保育士が「保育の専門家」として成長するためには、目標を設定したうえで自己評価や振り返りを行うことが大切です。しかし、保育士は経験年数によって求められる役割やスキルが異なるため、「自分に合った目標がどういったものかわからない」という方も多いのではないでしょうか。
そこで今回は、保育士にとって目標設定が重要な理由や、保育士に期待される役割、目標の例文などを紹介します。自分に合った目標の立て方を知りたい方は、参考にしてください。
なぜ保育士は「目標設定」が重要なのか?

保育士としてスキルアップするためには、自分なりの「目標設定」が欠かせません。目標には次の3つがあります。

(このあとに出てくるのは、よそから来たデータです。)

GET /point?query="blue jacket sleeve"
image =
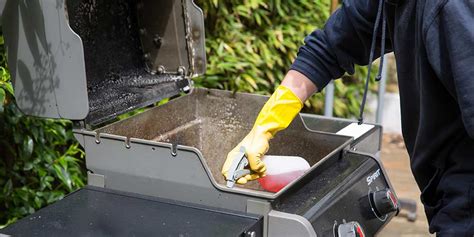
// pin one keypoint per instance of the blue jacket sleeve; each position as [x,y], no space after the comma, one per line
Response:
[344,41]
[450,48]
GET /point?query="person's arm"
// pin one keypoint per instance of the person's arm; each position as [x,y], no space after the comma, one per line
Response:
[450,48]
[299,84]
[326,55]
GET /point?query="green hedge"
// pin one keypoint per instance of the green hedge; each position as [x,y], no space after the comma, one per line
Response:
[250,45]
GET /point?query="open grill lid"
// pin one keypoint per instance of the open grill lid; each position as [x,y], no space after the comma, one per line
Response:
[95,59]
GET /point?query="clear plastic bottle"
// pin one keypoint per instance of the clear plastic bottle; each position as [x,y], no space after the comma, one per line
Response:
[282,170]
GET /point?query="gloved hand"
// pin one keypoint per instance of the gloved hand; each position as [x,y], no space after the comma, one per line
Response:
[276,115]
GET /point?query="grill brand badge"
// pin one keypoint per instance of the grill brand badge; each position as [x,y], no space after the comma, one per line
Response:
[373,177]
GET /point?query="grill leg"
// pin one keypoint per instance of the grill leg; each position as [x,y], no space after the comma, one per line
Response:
[410,206]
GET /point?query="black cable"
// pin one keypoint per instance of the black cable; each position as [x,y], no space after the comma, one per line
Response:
[371,58]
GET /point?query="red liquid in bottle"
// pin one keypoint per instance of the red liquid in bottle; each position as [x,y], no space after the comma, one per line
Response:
[274,183]
[282,170]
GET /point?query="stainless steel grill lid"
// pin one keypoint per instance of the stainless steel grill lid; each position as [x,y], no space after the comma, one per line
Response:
[95,59]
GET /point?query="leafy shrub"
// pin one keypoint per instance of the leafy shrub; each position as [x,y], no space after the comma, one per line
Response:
[251,44]
[40,160]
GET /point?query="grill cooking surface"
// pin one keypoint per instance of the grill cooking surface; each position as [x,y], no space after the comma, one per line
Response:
[216,121]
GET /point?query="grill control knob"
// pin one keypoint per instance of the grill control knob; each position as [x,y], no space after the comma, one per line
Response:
[384,202]
[350,229]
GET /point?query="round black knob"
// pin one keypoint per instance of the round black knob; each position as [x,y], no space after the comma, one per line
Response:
[350,229]
[384,202]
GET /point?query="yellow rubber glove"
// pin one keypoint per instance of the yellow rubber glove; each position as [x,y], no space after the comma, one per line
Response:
[276,115]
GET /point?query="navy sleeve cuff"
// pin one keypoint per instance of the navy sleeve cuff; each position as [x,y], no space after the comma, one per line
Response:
[319,76]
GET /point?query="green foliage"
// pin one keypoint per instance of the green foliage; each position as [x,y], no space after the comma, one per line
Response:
[251,44]
[40,160]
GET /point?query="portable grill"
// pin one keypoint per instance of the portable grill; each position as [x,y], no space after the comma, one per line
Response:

| 短期的目標 | ・2~3か月程度で達成可能な目標 (まずクリアしたい身近な目標) |
| 中期的目標 | 1年程度で達成可能な目標 (現状のスキルと将来像をつなぐための目標) |
| 長期的目標 | 3~5年程度で達成可能な目標 (将来たどりつきたい具体的な目標) |
モチベーションを保ち、やりがいを感じて仕事を続けるためには、目標を設定して具体的な行動に結びつけることが大切です。目標を設定した後は、「どこまで達成できたか」「次の目標は何か」などの自己評価を行うことで、さらなるステップアップを図りましょう。
以下では、保育士にとって目標設定が重要な理由を解説します。
自分の課題を見つけやすくなる
目標を立てると、保育士として不足している点や、改善すべき点を客観的に見ることができます。また、目標の達成を目指して仕事と向き合うと、苦手分野・得意分野も見つけやすくなります。子どもたちへの対応や事務処理といった普段の業務のなかでも、苦手分野の対処法や得意分野の伸ばし方などを意識して、スキルアップにつなげていきましょう。

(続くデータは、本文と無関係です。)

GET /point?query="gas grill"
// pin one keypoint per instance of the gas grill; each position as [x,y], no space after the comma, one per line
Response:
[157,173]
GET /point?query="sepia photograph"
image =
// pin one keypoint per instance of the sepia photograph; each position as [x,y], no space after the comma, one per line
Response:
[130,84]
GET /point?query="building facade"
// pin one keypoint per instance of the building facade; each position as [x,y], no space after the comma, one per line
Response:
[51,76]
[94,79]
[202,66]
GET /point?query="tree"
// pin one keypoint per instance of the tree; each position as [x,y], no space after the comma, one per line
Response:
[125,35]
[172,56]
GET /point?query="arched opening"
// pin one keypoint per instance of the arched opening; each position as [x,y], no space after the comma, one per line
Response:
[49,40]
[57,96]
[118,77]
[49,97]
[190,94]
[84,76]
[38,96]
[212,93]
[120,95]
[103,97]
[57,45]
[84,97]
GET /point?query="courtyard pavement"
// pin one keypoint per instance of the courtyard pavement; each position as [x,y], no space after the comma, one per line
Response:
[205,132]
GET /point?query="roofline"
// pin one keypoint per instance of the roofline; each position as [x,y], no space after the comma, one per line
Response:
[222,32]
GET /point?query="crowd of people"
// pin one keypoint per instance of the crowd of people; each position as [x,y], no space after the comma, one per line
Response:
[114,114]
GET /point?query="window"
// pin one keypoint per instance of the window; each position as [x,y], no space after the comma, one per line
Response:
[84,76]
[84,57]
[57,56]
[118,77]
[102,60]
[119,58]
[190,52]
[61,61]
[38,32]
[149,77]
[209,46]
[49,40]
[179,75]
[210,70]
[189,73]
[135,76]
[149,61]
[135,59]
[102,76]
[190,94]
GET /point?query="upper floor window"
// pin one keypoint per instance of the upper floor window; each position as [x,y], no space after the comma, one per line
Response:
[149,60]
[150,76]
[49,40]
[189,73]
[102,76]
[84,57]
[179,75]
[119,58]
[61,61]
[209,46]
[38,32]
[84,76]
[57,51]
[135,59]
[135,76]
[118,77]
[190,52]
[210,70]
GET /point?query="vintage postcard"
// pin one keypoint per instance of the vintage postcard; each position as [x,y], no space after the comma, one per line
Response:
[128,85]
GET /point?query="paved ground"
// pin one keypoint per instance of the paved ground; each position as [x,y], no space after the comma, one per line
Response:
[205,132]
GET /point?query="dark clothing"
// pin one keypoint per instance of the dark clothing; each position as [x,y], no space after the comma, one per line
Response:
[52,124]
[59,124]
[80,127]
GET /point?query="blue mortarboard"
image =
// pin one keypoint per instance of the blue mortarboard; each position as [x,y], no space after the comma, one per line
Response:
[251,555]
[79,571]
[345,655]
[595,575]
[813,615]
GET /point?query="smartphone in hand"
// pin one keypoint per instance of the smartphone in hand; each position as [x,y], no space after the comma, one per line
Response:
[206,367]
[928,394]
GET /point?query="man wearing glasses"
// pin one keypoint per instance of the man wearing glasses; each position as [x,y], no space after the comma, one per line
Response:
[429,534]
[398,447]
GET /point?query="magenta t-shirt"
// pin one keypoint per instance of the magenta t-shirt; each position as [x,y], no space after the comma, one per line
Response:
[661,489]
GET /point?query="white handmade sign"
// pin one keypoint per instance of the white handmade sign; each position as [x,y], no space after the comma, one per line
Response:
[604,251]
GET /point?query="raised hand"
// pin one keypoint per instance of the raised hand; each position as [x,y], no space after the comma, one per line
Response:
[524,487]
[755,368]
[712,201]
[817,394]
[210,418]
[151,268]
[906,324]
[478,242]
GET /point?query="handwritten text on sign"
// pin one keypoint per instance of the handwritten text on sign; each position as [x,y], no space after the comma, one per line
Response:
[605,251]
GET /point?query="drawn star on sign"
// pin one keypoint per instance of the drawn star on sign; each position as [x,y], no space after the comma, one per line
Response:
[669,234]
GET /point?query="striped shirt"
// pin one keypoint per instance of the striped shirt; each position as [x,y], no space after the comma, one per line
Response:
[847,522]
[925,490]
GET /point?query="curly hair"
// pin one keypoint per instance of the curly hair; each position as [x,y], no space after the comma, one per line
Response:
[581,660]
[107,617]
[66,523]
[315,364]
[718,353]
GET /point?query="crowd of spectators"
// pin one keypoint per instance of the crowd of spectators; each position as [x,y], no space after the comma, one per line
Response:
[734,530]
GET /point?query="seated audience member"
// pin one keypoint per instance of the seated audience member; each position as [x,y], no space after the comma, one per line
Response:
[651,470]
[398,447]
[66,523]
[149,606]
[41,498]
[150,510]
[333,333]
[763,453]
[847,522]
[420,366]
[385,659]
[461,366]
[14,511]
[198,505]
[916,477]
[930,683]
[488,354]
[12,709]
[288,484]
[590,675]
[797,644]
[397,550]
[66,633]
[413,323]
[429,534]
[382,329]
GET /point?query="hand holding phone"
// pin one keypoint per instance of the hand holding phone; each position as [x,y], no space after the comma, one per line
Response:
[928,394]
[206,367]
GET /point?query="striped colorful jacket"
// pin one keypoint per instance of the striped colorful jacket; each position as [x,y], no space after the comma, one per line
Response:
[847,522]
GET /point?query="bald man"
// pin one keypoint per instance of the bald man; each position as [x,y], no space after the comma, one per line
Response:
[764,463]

目標を達成すれば、自信だけでなく経験やノウハウも身につきます。それによってトラブルや失敗を避けやすくなれば、日々の仕事にも余裕が生まれるでしょう。
モチベーションの向上につながる
設定した目標を達成すると、自分の成長を実感できるため、モチベーションが格段にアップします。
保育士として働くなかには、業務量の多さや体力を使う活動の多さ、安全対策への配慮など、心身に負担がかかる要素がたくさんあります。そのため、モチベーションを保ちながら仕事を続けるのは、決して簡単ではありません。
しかし、短期的な目標を設定して、達成感や成功体験を積み上げていくと、自然にモチベーションも高くなります。
自己評価の機会が増える
目標を設定した後は、立てた目標をどれほど達成できたのか、自己評価を行う必要があります。自分は何が達成できて、何が達成できなかったのかを振り返り、次のステップに役立てましょう。
自己評価のタイミングは、中期的目標・長期的目標なら3か月に1回程度、短期的目標の場合は1週間に1回がおすすめです。短期間で振り返りをし、目標を修正することで、中期的目標や長期的目標も達成しやすくなります。
後輩の育成指導に役立つ
設定した目標は、後輩を指導するときの目安としても役立ちます。勤続年数が長くなると、後輩の育成指導を任される場面も出てきますが、育成指導が初めてだと「何を指導してよいのか」「何を目指せばよいのか」がわからない可能性があります。しかし、新人のときに自らの目標設定をしておけば、それを参考に後輩が一人前になるまでのプロセスを考えられるはずです。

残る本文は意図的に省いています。